First, this banter with Cole and Solas that I first posted on the other thread:
Cole: You don't need to envy me, Solas. You can find happiness in your own way.
Solas: I apologize for disturbing you, Cole. I am not a spirit, and sometimes it is hard to remember such simple truths.
Cole: They are not gone so long as you remember them.
Solas: I know.
Cole: But you could let them go.
Solas: I know that as well.
Cole: You didn't do it to be right. You did it to save them.
Inquisitor: Solas, what is Cole talking about?
Solas: A mistake. One of many made by a much younger elf who was certain he knew everything.
Cole: You weren't wrong, though.
Solas: Thank you, Cole.
Then this, which has the Codex entry "Offering to the Dread Wolf" attached to it (this is in the Exalted Plains by the dragon, by the way):

Regarding Skyhold--a note/letter thing that Solas addressed to the Inquisitor (it's at the bottom of the "On Skyhold" codex entry):
Inquisitor,
Your archivists have asked me how I came to know the name and location of Skyhold. To the latter, I may speak easily: when one walks in the Fade, any fortress that has seen enough battle shines as a beacon for spirits drawn to death and struggle, even centuries after disuse.
As to the former, I myself cannot say for certain. The whispers of old memories carry a thousand such names upon their breath, and it is possible that this name belonged to some other keep in some other land. Still, it seems an auspicious name, for there is one peculiarity of language that your scholars seem to have missed. When the words reached my dreaming mind, Skyhold was not simply a fortress near the sky, nor was it some simplistic allusion to holding up the sky. Skyhold--Tarasyl'an te'las--was "the place where the sky was held back." Given your efforts against the Breach and our battle against a madman who seeks to assault the Black City in the Fade, I can only hope that the Inquisition's new stronghold lives up to its name.
Solas
And from that same Codex entry, there's this:
Skyhold has not just been claimed time and again, but sacked as well. We've managed to uncover some remnants, including a scratching under a pillar that mentions the name given by your witch. Old but still long after the place had been built over. But the author knew something of its first purpose, or at least, something of a legend.
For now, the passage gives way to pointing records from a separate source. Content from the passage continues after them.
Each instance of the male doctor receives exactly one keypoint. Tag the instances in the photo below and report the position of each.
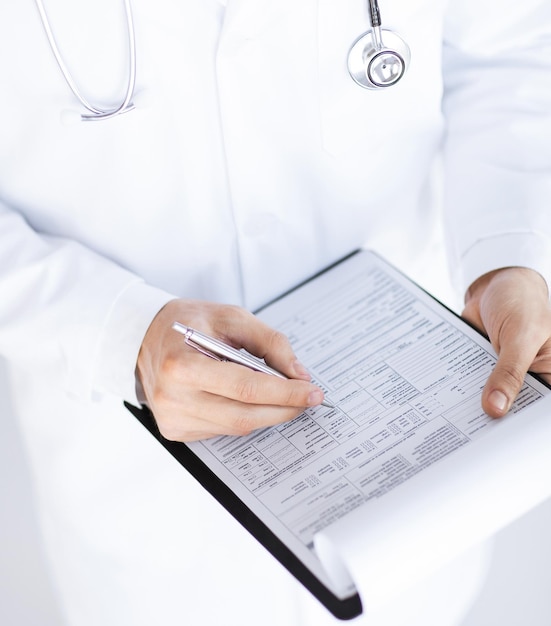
(254, 161)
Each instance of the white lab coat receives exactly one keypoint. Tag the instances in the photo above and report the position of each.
(253, 161)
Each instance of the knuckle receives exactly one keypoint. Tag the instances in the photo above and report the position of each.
(247, 390)
(511, 374)
(242, 425)
(276, 339)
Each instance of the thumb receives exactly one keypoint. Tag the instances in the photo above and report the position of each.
(507, 378)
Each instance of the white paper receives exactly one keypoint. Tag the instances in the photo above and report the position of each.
(374, 481)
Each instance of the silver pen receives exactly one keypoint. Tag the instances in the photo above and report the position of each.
(216, 349)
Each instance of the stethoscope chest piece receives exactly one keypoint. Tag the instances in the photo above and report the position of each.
(375, 65)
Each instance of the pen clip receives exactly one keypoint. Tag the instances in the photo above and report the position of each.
(202, 350)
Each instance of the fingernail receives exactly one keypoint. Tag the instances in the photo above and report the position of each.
(498, 400)
(300, 370)
(315, 398)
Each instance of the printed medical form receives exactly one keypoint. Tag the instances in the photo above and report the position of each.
(405, 375)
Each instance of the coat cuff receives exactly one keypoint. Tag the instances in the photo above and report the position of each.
(121, 339)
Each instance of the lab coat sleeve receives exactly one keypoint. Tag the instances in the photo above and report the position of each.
(497, 153)
(68, 314)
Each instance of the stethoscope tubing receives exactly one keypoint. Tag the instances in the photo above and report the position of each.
(95, 113)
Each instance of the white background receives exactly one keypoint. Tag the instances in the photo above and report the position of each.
(516, 593)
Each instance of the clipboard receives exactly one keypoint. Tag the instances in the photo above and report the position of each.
(410, 408)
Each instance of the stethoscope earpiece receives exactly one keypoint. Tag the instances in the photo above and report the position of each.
(380, 57)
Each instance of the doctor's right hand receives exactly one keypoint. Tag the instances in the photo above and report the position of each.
(195, 397)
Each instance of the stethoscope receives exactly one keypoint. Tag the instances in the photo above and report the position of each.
(378, 59)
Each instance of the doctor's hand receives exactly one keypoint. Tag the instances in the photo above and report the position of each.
(194, 397)
(511, 306)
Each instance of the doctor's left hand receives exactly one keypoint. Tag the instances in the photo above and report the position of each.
(195, 397)
(511, 306)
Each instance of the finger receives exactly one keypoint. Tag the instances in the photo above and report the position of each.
(245, 330)
(210, 416)
(237, 382)
(507, 378)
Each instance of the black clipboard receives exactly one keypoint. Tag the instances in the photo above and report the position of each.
(343, 609)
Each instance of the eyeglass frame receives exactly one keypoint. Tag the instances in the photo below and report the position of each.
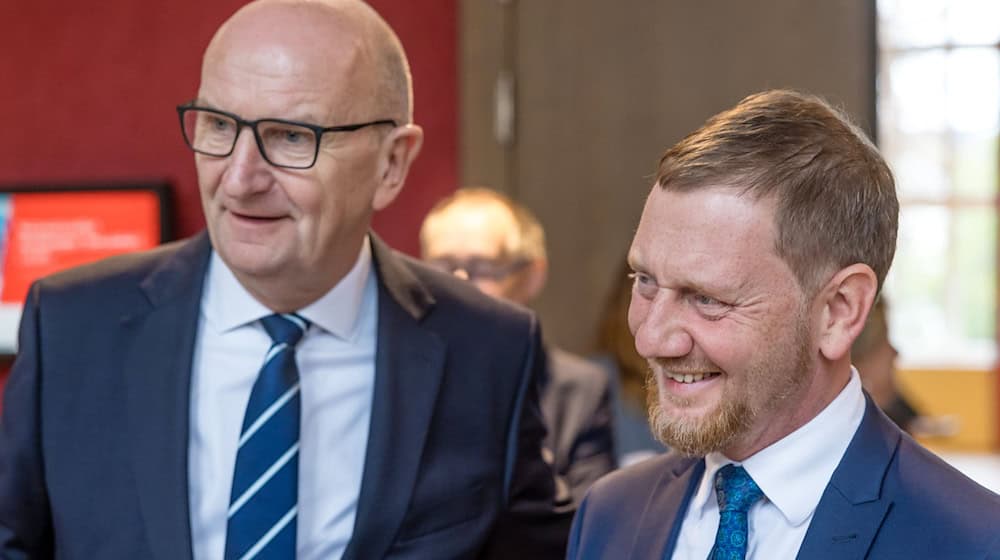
(242, 123)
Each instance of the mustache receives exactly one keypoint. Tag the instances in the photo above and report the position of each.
(681, 365)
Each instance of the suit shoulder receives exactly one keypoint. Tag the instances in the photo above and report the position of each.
(571, 372)
(929, 486)
(631, 486)
(124, 267)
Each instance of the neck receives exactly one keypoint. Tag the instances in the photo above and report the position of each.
(794, 410)
(294, 289)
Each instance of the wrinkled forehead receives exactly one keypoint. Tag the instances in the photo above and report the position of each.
(713, 229)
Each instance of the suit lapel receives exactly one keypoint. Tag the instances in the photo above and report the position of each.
(158, 344)
(665, 509)
(409, 365)
(853, 507)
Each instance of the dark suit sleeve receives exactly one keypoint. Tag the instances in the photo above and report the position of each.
(536, 522)
(593, 454)
(25, 521)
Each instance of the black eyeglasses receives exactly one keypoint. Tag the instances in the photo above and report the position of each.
(283, 143)
(479, 268)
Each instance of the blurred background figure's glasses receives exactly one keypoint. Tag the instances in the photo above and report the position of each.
(282, 143)
(478, 268)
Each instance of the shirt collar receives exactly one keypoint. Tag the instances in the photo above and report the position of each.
(794, 471)
(227, 305)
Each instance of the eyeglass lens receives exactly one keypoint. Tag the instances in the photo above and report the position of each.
(215, 134)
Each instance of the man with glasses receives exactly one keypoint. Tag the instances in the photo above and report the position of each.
(284, 386)
(484, 237)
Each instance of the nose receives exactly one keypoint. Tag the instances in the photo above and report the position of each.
(247, 171)
(658, 327)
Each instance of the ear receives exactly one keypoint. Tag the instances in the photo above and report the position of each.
(535, 276)
(397, 152)
(846, 300)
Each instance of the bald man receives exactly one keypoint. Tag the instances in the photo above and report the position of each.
(284, 385)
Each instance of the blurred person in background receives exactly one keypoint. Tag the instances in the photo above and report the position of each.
(629, 374)
(875, 358)
(482, 236)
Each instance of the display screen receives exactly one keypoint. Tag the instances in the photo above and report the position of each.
(47, 229)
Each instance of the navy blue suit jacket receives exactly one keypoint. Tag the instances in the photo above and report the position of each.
(888, 499)
(94, 436)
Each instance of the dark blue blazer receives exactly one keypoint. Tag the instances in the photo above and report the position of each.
(888, 499)
(94, 436)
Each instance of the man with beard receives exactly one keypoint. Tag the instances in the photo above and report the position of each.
(760, 250)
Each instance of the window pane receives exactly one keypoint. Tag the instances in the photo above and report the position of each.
(920, 163)
(906, 23)
(940, 318)
(973, 90)
(975, 285)
(975, 167)
(912, 91)
(973, 22)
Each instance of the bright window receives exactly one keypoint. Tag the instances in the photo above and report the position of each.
(938, 122)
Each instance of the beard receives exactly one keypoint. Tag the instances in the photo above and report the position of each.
(767, 384)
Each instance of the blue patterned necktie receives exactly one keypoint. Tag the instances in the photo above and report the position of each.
(736, 492)
(263, 505)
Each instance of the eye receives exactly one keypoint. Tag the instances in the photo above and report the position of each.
(644, 285)
(710, 307)
(293, 136)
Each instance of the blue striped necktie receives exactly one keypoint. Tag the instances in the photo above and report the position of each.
(263, 505)
(736, 492)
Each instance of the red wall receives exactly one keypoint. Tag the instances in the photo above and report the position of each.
(88, 89)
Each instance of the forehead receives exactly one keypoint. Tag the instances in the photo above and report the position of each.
(471, 230)
(292, 61)
(707, 237)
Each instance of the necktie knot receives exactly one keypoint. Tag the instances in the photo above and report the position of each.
(285, 328)
(735, 490)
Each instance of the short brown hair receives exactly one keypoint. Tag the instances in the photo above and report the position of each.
(835, 196)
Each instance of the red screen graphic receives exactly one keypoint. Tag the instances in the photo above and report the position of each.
(45, 232)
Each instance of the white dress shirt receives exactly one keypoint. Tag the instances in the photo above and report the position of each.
(793, 474)
(336, 360)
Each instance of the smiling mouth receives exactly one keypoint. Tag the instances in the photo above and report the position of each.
(254, 218)
(690, 377)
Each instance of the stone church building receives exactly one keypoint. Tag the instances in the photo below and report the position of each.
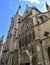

Var'landivalis him sa'bellanaris san elgar
Melanada him sa'miras fena'taldin (word missing)
Nadasalin telrevas ne suli telsethenera
Tarasyl'an te'las vehn'ir abelath'vir (word missing)
Even with assistance from your elf, we managed only a partial translation. Elven is often a game of intents, not direct mapping of phonetic meaning. That means it's a mess.
Our belief transformed into everything.
(assertation/problem? uncertain)
All time is transformed into the final/first death (uncertain),
Inevitable/threatened victory and horrible/promised freedom in the untorn veils, (uncertain)
Where the sky is held up/back, where the people give/gain love that is an apology/promise from/to... (missing subject, uncertain)
Mostly complete, as fragments go. The rhythm is strange, not like others I've recorded. Perhaps less a poem than a statement? The elven language does tend to meander.
-- Notes from the archivist
...and there's some other stuff in that "On Skyhold" codex entry (a collection of possible references to Skyhold in songs/tales throughout the ages and something about the Veil being old/some guy trying to rebuild towers and getting struck by lightning), but I'm too lazy to type all that out.